An MC that isn’t so blank that it feels like I’m playing a cardboard cutout, but leaves enough for me to tweak so that whatever MC I create for the game still has decent control over their actions. NPCs that are complex, relatable, and feel like real people instead of cartoon tropes. A plot that, while being shaped by the MC’s stats and choices, doesn’t feel like a rigid stat testing mess where your MC dies or fails everything because they aren’t one-dimensional cartoon heroes. A world that’s rich and different enough to transport me to its surroundings, but not so bloated that I feel lost reading the story. I want to play the game, but I want it to feel like a book that my MC is guiding, if that makes any sense.

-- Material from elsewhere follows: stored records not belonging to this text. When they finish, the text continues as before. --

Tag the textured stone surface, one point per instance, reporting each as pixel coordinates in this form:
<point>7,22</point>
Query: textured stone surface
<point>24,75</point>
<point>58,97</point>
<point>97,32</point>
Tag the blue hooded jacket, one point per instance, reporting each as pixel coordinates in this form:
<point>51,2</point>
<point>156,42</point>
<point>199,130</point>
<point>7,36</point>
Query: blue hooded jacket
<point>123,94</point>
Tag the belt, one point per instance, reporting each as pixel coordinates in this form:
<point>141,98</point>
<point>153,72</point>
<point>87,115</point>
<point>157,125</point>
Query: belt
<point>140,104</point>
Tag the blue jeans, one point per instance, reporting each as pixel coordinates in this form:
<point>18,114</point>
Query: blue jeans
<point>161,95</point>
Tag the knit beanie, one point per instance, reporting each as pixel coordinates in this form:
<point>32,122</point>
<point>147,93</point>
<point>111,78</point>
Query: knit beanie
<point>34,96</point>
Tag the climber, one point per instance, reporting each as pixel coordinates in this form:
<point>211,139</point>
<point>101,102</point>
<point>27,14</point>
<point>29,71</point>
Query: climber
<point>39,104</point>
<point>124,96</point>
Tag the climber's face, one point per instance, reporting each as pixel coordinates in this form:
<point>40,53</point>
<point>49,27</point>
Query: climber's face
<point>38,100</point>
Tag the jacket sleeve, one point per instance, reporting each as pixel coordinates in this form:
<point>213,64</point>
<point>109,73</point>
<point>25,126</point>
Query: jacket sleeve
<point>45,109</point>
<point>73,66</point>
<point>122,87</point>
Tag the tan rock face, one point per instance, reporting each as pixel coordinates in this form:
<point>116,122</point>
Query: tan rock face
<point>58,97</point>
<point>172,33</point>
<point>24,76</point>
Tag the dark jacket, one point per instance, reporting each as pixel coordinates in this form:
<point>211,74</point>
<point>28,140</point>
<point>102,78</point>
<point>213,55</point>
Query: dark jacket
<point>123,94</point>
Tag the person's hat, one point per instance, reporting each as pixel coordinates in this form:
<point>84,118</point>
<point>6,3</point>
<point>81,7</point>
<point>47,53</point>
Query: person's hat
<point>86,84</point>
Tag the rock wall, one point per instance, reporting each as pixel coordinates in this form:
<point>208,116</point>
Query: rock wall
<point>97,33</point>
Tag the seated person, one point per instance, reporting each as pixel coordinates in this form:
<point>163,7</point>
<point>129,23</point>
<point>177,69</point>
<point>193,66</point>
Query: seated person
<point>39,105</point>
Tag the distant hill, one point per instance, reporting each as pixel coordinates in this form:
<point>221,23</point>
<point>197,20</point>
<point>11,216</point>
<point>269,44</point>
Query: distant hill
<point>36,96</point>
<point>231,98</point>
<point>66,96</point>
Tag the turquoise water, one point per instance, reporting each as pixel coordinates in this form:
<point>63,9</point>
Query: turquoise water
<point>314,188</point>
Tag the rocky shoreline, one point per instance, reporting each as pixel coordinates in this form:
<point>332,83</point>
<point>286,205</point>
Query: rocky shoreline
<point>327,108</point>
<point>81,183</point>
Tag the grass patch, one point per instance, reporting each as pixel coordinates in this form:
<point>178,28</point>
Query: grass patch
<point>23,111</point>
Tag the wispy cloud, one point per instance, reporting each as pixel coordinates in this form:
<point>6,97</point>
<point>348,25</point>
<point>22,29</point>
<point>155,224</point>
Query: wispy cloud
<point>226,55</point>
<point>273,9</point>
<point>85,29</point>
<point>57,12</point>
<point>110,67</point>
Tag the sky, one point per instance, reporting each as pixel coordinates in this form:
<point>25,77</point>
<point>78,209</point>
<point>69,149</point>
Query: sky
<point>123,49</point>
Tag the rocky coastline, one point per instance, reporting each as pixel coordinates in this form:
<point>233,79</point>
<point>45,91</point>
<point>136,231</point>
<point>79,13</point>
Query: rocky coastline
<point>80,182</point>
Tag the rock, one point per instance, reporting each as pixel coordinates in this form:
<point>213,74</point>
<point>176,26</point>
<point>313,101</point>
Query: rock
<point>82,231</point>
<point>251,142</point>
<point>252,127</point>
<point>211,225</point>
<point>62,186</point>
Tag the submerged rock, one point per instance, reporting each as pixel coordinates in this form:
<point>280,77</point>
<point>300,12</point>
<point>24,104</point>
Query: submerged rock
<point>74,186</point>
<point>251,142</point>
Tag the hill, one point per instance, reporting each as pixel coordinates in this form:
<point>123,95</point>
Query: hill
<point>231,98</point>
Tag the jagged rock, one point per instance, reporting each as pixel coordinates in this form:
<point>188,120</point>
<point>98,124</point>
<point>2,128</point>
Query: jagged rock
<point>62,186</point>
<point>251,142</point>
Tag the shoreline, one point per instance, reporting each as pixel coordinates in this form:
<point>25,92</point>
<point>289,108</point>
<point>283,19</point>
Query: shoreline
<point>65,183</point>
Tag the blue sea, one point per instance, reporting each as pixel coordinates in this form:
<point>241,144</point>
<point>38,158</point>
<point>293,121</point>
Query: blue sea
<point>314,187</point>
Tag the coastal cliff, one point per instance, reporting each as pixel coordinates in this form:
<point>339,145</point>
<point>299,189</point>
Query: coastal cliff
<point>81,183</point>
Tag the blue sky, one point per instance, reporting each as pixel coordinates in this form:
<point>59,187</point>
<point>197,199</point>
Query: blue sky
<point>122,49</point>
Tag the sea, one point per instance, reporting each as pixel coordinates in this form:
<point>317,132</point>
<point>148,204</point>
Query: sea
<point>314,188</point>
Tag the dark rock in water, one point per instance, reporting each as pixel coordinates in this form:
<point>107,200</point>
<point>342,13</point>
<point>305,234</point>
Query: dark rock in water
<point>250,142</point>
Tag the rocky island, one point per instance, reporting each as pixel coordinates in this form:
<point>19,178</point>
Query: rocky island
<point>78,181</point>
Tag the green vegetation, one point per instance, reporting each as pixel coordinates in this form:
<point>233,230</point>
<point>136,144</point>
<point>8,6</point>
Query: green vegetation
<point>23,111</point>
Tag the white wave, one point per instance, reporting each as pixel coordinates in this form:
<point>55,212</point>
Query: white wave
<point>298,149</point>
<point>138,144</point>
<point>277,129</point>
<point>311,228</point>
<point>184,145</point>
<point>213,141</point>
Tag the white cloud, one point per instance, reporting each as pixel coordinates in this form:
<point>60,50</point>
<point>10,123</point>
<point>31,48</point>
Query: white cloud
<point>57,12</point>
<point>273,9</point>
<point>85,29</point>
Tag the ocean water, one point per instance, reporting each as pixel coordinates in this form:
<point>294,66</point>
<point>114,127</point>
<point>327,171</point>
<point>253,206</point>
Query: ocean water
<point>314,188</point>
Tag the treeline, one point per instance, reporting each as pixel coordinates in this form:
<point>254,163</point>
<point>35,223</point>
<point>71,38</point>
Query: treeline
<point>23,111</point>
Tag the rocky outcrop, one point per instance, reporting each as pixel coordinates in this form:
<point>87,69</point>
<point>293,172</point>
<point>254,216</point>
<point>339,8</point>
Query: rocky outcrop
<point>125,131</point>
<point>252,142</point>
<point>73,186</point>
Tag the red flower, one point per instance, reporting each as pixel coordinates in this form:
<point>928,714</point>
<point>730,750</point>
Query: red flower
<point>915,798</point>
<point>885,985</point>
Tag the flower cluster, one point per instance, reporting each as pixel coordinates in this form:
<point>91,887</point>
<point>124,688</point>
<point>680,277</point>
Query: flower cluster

One thing I will say–I really wish a game would let you set up your MC’s personality at the beginning of the game and use that to flavor text while still allowing the big choices/dialogues to be choices. The thing is, for those of us who RP, we know who our character is, so let us tell the author. We don’t need choices to shape personality–fact is, serious people can be sarcastic, stoic people can be friendly, and grumpy people can be soft. Just because their default setting, so to speak, is one way, doesn’t mean that’s the only thing they know. Being able to do this at the start would make RPing some of these games a lot more fun.

15 Likes

Very interesting that you think you may be in the minority, because I thought it would be the majority opinion. We do say “play” instead of “read” here. I’m very much here for the choices rather than the text - unless I’m doing a beta, I skip over a lot of the text.

I also feel like you don’t get the whole story from one playthrough, whereas if I’m going to read something properly I want the whole story, so I will read books carefully but not necessarily choice games.

3 Likes

If I knew what text to skip and what to read just by skimming I’d absolutely do that. But it’s hard to tell where the important information is hiding.

1 Like

I like them for a third reason: I can just buy the entire story and enjoy it instead of dealing with bs mobile monetization

5 Likes

I can say that if I wanted to read more than to play, I would read a novel.

The reason I play IF games is because I enjoy the interactive part of it, a lot of the games here and other sites that I love to be would be big ass noes if they were an actual book instead of an IF.

Mind you, I do love reading, but to me IF and books are completely different experiences, the fact that their medium is that of text doesn’t make them even similar to me, the same way that some people love watching movies but can never get into shows.

Now, with that said, I feel like contrary to what you seem to think, most people that plays these sort of games are here to play, not just read.

8 Likes

It seems like a lot of people include kinetic novels in the same category as choice-based games. Perhaps not here on CoG though, since almost every Choicescript game does actually have choices that do something.

3 Likes

I think one can do absolutely incredible stylistic things with an interactive novel that aren’t possible with traditional books, but in my opinion, a good story game where I can feel like the main character within the game’s boundaries are much better than powerplaying big MCs or totally hijacking the story to suit one’s needs.

I love to see the unique world within someone else’s imagination come to life in my own mind. If I wanted to play strategy, or warfare, or whatever other sort of games, I would go and play something with graphics where the imagination bit is done for me. I can never see interactive novels as predominantly games - they are novels that act like them. That’s all.

9 Likes

Omg not me, I feel so incredible cheated whenever I play a visual novel and there’s like, one choice every 2 hours. I would definitely not enjoy a kinetic novel AT ALL lmao.